The arboretum was purpose-built to house a huge variety of different trees from all over the places.
Norwegian Maples. Sweet Buckeyes. Japanese Bonsai. Evergreen Maidenhairs (yes, really…).
Go on a Ghost Tour
Now that you’ve conquered October outdoors, it’s time to go indoors.
Very, very indoors.
Below ground, even.
Spooked in Seattle has been operating out of Pioneer Square for 15 years, and is the longest running ghost tour in the area.
Expect lots of creepy audio recordings, macabre dolls, and tales of dead people in Seattle’s history.
It’s kind of heavy-handed on the kitsch, but let’s face it:
Halloween IS kitsch.
Get the Finest Fall Coffee
Now that you’ve had the kitsch, it’s time for the klatsch.

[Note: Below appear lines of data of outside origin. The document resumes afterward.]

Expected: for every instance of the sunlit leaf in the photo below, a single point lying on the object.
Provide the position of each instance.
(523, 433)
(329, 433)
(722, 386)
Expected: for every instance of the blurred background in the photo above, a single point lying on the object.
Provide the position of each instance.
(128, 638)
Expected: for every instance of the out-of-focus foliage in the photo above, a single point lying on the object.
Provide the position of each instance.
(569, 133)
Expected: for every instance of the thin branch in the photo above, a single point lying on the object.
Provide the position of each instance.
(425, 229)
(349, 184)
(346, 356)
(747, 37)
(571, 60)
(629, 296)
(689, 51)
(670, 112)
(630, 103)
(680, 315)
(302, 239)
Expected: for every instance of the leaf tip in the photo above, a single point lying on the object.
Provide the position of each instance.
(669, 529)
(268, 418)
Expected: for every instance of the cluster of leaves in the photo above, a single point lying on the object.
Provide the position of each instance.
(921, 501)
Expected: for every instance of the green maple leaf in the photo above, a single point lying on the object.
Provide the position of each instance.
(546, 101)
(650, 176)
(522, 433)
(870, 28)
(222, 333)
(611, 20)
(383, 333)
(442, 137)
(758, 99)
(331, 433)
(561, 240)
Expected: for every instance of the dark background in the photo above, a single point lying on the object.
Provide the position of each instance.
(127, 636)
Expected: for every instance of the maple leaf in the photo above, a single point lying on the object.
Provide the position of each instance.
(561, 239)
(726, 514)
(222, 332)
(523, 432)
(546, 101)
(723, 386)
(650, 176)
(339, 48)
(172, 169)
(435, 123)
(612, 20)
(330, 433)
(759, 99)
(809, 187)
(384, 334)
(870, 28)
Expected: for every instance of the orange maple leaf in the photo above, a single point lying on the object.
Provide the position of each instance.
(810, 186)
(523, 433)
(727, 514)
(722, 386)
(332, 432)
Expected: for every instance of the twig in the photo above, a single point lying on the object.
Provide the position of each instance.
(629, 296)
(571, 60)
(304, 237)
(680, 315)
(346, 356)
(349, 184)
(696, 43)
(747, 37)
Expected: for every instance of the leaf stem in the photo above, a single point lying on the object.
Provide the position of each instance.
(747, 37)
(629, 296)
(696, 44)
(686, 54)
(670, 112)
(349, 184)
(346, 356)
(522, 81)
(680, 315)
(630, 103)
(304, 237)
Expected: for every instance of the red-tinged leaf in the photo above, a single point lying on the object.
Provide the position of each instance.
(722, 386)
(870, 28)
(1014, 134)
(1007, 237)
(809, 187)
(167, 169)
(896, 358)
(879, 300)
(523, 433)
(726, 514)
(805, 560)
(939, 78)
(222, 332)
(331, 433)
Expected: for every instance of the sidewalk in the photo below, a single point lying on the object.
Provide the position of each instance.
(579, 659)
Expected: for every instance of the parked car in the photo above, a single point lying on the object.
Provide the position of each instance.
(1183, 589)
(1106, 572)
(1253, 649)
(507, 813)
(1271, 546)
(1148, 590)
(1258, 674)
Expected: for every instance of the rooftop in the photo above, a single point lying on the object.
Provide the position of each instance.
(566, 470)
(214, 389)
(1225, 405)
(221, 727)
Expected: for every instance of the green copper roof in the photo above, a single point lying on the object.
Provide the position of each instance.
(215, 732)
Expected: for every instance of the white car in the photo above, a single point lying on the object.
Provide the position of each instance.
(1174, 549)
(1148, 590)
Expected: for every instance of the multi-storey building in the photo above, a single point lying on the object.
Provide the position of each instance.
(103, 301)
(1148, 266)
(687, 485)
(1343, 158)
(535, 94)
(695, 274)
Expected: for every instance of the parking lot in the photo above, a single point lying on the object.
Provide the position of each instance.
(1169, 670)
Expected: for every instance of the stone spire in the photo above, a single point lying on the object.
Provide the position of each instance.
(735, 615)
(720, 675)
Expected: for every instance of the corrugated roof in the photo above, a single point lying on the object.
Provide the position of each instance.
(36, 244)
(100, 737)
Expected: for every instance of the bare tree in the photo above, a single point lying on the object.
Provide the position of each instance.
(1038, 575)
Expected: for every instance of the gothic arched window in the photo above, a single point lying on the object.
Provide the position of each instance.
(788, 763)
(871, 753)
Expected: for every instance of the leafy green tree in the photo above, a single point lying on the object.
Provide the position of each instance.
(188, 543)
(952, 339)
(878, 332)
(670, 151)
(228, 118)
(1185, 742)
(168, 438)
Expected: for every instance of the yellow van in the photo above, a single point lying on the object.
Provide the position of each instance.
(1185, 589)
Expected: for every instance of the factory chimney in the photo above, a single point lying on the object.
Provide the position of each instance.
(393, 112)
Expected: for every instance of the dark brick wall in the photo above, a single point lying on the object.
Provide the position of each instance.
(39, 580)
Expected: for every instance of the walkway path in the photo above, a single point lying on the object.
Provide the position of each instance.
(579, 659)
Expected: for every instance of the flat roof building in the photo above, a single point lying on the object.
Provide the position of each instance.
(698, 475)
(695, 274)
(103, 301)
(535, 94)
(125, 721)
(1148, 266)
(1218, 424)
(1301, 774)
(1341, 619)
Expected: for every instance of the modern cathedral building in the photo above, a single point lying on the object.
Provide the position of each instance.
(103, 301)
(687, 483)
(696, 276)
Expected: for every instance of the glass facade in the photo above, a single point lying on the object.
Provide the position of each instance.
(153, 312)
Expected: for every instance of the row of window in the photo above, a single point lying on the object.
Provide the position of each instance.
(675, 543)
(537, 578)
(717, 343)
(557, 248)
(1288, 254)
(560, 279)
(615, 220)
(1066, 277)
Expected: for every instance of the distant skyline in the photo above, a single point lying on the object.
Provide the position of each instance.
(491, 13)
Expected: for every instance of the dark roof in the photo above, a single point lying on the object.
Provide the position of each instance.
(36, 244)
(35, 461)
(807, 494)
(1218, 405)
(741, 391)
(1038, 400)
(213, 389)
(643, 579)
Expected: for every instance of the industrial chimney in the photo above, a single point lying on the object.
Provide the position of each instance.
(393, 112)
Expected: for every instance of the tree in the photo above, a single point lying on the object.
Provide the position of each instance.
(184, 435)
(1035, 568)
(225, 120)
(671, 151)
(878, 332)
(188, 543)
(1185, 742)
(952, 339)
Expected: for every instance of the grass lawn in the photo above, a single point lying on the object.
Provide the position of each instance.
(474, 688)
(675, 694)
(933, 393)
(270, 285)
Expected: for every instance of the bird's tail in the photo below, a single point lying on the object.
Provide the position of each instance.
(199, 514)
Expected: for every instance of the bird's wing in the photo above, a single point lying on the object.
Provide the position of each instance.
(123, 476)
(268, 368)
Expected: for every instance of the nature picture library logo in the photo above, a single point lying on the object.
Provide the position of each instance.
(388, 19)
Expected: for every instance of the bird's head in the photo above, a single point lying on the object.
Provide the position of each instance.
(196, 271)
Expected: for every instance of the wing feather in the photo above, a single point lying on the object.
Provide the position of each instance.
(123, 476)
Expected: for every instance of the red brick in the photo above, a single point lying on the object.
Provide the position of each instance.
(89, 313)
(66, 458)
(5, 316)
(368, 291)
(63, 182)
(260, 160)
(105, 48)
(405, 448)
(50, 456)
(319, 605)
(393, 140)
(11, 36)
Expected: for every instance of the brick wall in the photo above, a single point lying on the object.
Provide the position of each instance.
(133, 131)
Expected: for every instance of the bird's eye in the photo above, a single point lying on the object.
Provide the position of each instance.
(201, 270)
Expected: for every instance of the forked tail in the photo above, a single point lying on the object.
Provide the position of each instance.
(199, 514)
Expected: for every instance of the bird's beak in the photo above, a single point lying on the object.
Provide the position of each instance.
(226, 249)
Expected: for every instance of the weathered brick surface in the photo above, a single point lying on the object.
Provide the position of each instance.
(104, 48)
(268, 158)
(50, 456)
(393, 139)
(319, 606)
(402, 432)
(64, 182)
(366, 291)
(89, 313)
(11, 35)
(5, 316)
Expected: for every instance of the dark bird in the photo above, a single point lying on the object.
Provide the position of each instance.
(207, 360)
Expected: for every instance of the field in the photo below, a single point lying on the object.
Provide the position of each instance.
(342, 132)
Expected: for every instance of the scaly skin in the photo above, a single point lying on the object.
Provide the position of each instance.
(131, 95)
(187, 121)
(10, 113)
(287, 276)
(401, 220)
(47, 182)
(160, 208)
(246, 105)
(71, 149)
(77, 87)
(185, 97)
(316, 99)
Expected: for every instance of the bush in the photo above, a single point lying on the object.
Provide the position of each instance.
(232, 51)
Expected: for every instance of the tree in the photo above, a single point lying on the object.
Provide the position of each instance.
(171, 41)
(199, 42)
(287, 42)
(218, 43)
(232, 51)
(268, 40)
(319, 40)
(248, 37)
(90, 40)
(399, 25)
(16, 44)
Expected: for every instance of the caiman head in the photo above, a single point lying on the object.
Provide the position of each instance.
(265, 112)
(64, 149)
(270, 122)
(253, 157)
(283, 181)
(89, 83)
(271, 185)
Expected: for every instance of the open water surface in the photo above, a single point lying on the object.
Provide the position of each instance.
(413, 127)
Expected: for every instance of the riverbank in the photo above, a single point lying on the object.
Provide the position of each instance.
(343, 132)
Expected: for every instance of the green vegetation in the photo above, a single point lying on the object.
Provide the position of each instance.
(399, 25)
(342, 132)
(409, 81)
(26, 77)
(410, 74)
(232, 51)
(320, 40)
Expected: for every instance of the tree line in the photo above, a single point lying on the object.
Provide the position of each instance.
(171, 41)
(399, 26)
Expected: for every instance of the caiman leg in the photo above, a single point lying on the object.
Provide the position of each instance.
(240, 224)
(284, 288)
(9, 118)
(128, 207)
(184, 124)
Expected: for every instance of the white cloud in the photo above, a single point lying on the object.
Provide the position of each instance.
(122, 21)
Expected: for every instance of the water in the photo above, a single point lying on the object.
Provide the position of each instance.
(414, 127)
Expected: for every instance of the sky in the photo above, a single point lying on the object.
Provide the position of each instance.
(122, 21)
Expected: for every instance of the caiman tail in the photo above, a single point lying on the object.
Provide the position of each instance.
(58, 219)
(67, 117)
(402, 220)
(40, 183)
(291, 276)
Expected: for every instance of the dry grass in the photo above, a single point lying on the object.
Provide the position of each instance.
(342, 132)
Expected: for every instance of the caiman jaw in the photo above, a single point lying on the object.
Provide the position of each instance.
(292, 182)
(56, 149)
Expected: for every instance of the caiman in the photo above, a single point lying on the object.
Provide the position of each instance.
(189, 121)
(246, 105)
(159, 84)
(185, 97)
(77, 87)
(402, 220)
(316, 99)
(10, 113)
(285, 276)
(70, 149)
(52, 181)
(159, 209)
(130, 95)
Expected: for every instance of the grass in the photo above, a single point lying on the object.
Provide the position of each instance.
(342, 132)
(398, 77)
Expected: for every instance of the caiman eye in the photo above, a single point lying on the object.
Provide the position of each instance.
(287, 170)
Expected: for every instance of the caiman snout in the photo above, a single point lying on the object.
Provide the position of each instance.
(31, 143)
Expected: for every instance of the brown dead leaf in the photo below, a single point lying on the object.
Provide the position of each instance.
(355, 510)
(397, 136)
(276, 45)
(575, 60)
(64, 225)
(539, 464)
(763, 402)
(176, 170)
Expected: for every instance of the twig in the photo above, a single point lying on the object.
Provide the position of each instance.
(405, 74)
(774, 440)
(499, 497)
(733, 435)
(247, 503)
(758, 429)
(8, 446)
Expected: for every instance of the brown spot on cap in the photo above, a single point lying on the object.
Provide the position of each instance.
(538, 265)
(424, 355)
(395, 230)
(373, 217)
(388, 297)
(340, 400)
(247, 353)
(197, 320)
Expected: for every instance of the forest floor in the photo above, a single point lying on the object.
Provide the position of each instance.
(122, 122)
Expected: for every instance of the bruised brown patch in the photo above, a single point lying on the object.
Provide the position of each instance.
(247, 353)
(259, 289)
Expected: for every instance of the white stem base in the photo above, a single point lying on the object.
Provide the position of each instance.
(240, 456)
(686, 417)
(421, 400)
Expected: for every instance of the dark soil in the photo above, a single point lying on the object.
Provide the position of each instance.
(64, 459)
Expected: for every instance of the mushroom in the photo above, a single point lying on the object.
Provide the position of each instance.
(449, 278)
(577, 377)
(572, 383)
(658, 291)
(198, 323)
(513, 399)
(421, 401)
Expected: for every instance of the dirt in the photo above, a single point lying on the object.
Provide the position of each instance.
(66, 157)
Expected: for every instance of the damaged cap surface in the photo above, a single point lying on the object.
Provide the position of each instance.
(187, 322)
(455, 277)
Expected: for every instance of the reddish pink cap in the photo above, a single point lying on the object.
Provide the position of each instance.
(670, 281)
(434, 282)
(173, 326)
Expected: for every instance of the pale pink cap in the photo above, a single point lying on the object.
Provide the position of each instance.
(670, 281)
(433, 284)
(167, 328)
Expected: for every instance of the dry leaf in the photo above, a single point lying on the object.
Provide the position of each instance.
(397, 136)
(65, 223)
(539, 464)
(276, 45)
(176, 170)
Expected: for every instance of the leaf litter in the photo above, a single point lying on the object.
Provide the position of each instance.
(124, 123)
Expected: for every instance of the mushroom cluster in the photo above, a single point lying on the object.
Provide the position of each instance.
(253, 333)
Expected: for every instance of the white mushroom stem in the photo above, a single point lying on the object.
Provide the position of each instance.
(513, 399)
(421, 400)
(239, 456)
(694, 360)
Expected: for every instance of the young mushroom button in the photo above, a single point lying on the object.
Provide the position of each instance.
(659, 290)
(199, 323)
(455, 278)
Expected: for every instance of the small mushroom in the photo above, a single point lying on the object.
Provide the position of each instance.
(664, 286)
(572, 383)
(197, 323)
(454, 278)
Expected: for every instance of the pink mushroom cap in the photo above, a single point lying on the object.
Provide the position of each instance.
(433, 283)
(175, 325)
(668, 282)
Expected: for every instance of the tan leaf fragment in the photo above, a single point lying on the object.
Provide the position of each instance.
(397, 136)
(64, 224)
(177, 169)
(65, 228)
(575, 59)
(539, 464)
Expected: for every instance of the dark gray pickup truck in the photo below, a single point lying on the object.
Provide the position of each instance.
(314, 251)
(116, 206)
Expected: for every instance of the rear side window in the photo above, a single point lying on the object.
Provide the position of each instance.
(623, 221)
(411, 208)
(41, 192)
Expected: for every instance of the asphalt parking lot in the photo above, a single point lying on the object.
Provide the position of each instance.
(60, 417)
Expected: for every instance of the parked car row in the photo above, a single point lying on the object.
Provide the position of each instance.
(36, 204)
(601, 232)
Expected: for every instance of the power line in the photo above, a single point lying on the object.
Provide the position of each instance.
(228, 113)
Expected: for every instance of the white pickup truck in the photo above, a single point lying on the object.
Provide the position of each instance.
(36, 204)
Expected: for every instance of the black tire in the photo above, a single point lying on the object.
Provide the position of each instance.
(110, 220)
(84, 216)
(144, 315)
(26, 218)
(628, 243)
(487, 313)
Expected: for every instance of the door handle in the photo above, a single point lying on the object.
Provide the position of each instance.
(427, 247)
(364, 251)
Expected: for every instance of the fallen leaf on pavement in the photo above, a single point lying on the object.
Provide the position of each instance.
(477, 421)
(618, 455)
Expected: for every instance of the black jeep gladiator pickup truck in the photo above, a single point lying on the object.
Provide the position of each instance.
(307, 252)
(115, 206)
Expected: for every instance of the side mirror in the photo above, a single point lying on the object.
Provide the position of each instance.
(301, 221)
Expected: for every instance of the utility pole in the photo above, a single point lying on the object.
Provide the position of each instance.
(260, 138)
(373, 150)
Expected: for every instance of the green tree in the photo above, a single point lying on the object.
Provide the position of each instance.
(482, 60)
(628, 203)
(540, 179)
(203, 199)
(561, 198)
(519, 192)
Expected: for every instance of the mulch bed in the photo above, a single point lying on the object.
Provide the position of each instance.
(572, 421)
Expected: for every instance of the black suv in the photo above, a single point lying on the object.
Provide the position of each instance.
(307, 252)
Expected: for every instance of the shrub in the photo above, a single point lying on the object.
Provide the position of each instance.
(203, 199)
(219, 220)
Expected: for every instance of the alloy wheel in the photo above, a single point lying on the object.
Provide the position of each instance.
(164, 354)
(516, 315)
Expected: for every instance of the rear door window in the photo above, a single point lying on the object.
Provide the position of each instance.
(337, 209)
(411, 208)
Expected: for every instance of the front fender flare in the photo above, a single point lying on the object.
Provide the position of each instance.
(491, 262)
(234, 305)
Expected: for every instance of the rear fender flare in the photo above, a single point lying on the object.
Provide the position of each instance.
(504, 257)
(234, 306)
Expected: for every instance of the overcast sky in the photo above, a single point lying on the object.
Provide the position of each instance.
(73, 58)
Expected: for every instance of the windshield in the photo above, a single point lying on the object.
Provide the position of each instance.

Kaffeeklatsch is a German word that has no English equivalent.
But, loosely translated, it means “a gathering of friends for coffee and conversation.”
It’s one of the best ways to spend a rainy fall day together, and Seattle has places for your klatsching all over.
That is, after you’ve been to Ben Paris, of course…
Book a Trip to the Bookstore
You can probably smell it now.
That delightfully musty smell of book pages.
What is it about books and bookstores that screams fall?
Whatever it is, it’s one of the best places to get your fall on.
Find a bookstore like Elliott Bay Book Company to hunker down in and get some pages in your hands.
Find a Dark Bar
It’s funny how darkness adds to darkness.
Same principle behind why we listen to sad music when we’re down.
It’s already gloomy in here, so why not add some more?
We’re being a bit more literal in this case, though.
If it’s dark and grey outside, find a place that’s dark and warm inside, like Zig Zag (pictured).
In their words, “a low, sultry glow illuminates the dining room.”